Much like the tiger’s spots, the light filters through the canopy to create pockets of glow among green undergrowth. Diffused sunrays are like a spotlight on the long grass that camouflages everything that the imagination could place there. 

“We have a video of a tiger who sees the jeep and then slowly backs into the bushes,” guide Venki says, slightly apologetically.

While the countryside is lush and abundant, it makes big cat sightings all the more shrouded and difficult.

A tiger paw in the mud

 A little about the logistics of safari, while we wait to spot the big cat. 

In India, unlike Africa, you do not get to choose a private vehicle. The safaris are not run by the lodges but by the State Forest Department and are based on numbers. I lucked out on day one and shared one guide and a six-seater jeep with just one couple. The next day, it was a rickety old bus with another 15 guests. 

If you’re lucky, you will see rhinos, wild dogs, bears, elephants, tigers and leopards. 

Unfortunately the Asian rhino has not enjoyed the same comeback as the tiger, and remains the most endangered mammal in Asia.

Monsoon season is between June and October, so do not even attempt a safari then or risk a very soggy drive and rather recalcitrant wildlife. I visited at the end of October, post-monsoon.

It was a time when the jungle was beginning to stir. 

However, the recommendation for the best safari time is pre-monsoon, from February to May, when the dry season forces the more elusive wildlife (here’s looking at you, tiger) to drink and cool down in waterholes. And, as pretty as the greenery was in October, pre-summer the lack of foliage means more regular sightings. 

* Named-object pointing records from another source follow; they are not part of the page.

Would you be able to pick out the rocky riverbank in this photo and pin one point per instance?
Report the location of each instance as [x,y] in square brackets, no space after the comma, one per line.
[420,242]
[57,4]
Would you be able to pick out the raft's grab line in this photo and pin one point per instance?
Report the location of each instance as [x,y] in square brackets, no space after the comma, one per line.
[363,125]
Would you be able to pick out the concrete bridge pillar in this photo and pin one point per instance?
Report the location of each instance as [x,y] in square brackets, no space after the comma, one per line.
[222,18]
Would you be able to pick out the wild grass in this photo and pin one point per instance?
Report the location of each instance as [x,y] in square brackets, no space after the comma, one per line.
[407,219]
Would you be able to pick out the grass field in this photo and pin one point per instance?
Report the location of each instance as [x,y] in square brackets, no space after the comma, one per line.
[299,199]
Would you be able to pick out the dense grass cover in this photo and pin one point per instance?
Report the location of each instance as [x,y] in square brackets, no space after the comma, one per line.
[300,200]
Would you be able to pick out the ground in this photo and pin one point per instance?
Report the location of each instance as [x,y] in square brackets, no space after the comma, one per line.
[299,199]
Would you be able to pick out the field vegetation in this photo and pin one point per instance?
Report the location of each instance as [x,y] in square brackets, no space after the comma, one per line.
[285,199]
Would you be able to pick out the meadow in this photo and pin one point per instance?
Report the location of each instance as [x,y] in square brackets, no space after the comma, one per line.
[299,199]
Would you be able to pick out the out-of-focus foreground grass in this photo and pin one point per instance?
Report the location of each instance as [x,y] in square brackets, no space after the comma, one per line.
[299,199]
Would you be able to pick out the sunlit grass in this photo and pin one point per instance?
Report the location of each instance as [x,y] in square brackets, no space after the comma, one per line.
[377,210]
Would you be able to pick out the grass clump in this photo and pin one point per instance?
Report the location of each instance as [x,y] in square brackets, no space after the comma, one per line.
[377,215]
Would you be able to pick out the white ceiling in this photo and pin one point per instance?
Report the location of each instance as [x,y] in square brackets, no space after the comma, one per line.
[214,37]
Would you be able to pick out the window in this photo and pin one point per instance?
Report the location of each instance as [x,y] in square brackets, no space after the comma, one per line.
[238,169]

The next day – the one day I am not scheduled to don khaki and binoculars – is the day that guests return to breakfast buzzing. 

They’ve seen a tiger. 

I chug back my coffee and reflect that safari is not without its frustrations. Wild animals will not work to your schedule, and in a world accustomed to instant gratification that is quite the affront.

At breakfast, a woman who saw the tiger asks me what I have seen during my stay. I reel off my list of conquests: wild dogs, giant squirrels, deer, elephants. 

“Oh! We would have given anything to see wild dogs. Not this time,” she says, deflated.

See the dog, miss the cat. See the cat, miss the dog.

I suppose you’re either a cat or a dog person. 

In this instance the two species have stayed true to their reputation by well and truly keeping their distance. 

The paw print may have been in mud, but now it’s smudged into my mind.